User / event segmentation:
- Classify users or events into behavioural groups based on frequency, recency, and magnitude
- Label each segment by what distinguishes it, not just a number (e.g., "high-frequency short-session" not "Cluster 2")
- Size each segment and calculate its share of total volume
- Identify which segments are growing and which are shrinking over the window
A/B test analysis:
- Validate test setup before reading results: sufficient sample size, full business cycle run, no sample ratio mismatch
- Calculate p-value, confidence interval, and relative lift
- Check guardrail metrics — a winning primary metric with degraded guardrails is not a true win
- Recommend: Ship / Extend / Stop / Investigate, with explicit reasoning
Exploratory analysis:
- Summarise the data: row count, date range, unique entities, key dimensions
- Identify the 3 most interesting patterns without being prompted
- Flag anomalies and outliers immediately
- Propose 2–3 follow-up questions the data is capable of answering
Step 4: Generate the Report
## Data Analysis: [Description]
**Date**: [today]
**Analysis type**: [which mode and why]
**Data**: [source, row count, date range, key dimensions]

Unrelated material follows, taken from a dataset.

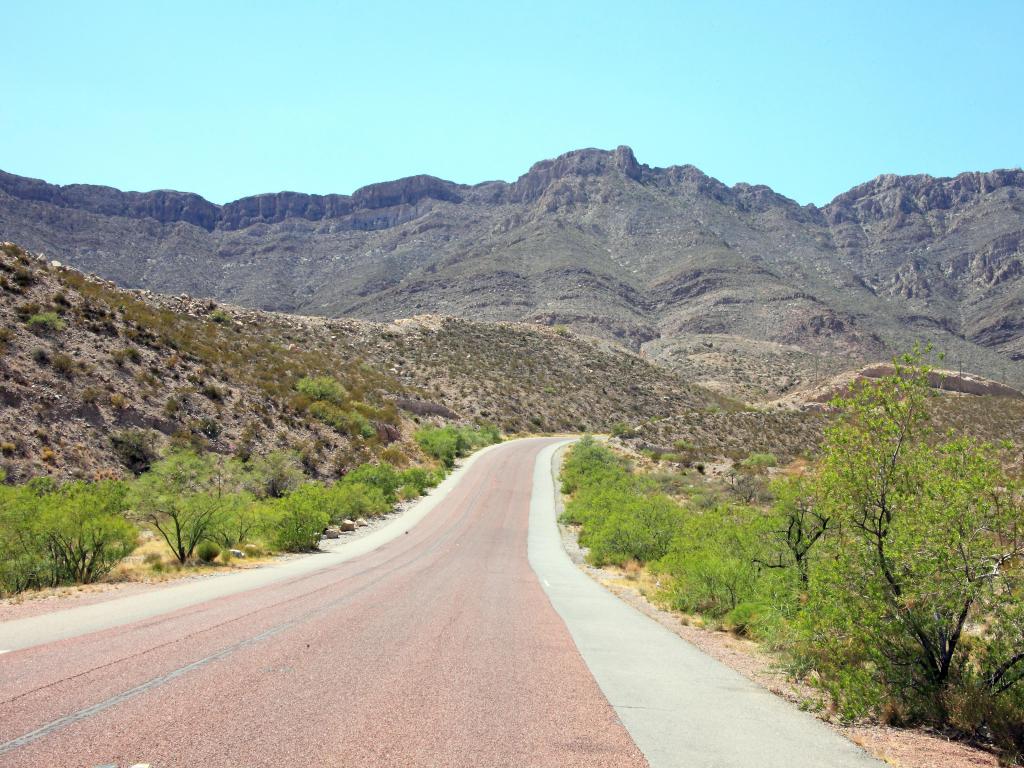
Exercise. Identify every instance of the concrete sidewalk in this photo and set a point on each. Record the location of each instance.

### Data Quality Assessment
[What the data is, what it is not, any gaps that matter]
### Key Findings
1. **[Finding]** — [specific number or pattern]
2. **[Finding]** — [specific number or pattern]

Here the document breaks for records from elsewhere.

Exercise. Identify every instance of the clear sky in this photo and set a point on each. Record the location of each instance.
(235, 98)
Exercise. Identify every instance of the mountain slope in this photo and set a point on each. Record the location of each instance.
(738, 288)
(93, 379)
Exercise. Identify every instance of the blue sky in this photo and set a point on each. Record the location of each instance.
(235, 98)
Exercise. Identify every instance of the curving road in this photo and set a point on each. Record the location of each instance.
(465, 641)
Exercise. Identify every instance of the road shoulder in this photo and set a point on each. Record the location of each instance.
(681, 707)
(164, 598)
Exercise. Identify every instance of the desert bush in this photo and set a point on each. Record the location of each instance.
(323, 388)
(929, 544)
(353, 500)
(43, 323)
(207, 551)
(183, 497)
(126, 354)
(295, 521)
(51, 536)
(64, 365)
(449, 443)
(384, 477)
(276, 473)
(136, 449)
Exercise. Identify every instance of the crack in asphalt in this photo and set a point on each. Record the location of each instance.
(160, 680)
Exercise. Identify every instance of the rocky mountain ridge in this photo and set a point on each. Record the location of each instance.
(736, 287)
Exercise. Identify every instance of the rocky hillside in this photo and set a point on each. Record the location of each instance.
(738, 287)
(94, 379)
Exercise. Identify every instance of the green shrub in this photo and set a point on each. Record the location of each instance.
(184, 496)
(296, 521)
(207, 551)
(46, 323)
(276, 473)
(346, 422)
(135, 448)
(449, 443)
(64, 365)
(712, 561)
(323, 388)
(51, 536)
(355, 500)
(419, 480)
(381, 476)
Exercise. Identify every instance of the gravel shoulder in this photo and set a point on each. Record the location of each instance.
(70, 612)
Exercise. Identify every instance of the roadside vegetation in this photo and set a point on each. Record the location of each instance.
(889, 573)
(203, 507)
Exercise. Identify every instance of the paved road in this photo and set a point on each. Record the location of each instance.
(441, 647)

3. **[Finding]** — [specific number or pattern, including one the user did not ask for]
### [Mode-specific section]
[Retention table / Error cohort table / Funnel table / Trend breakdown / Segment table / Test results]
### Business Impact
[Connect findings to a decision, a user flow, or a revenue/cost implication. Quantify where possible.]
### Recommendations
1. [Immediate action — specific, ownable, measurable]
2. [Systemic fix — what changes to prevent recurrence]

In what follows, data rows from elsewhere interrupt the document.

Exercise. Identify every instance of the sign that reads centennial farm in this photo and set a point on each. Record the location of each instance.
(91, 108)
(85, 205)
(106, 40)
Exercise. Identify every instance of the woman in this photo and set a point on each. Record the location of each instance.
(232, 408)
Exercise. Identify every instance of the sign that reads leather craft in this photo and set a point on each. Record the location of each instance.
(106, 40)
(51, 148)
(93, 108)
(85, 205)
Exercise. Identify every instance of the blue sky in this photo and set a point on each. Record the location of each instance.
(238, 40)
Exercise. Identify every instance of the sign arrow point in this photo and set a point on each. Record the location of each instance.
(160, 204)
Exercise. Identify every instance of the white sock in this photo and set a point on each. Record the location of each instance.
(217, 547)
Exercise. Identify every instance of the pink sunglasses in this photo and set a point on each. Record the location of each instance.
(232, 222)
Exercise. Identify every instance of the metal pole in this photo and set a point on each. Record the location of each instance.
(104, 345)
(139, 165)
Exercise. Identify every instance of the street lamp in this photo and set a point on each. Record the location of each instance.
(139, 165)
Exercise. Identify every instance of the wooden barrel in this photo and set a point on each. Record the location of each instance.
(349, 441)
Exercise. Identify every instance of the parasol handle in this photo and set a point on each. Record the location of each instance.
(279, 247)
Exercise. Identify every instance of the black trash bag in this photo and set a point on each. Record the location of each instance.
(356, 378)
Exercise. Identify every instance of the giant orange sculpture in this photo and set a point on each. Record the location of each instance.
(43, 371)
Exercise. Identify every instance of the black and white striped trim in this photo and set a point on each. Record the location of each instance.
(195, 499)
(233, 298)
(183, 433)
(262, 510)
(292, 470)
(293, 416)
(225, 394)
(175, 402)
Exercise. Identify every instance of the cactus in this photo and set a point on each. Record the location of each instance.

3. [Monitoring — what alert or metric to add]
### Follow-Up Queries
[SQL queries to go deeper, specific to the analysis findings]
### Data Gaps
[What this analysis cannot answer and what data would fill the gap]
Step 5: Offer Next Steps
- "Want me to segment this further — I can cut by [dimension] which may explain the pattern."
- "Should I write the SQL to pull this from your warehouse on a recurring basis?"
- "Want me to design an experiment to test the fix?"
- "Should I run the RCA on a specific sub-segment of these users?"
Notes
- Parse the data before naming the analysis type. An error log is not a cohort dataset even if it has user IDs and timestamps.
- Numbers anchor every finding. "Users are failing" is not a finding. "11 users have been stuck for 10–27 days, generating 89% of error volume" is.
- Always look for one pattern the user did not ask for. The most useful finding is usually the one that reframes the question.
- Silence and success look identical in most logs — flag when you cannot distinguish resolution from abandonment.
- If the data has an ID format anomaly (e.g., two different ID schemes for the same entity type), investigate before drawing conclusions. Mixed ID formats often indicate merged systems, test accounts, or a data pipeline issue.
- Recommendations must be specific enough to assign to a person. "Fix the retry logic" is not a recommendation. "Implement exponential backoff with a circuit breaker after 5 consecutive failures" is.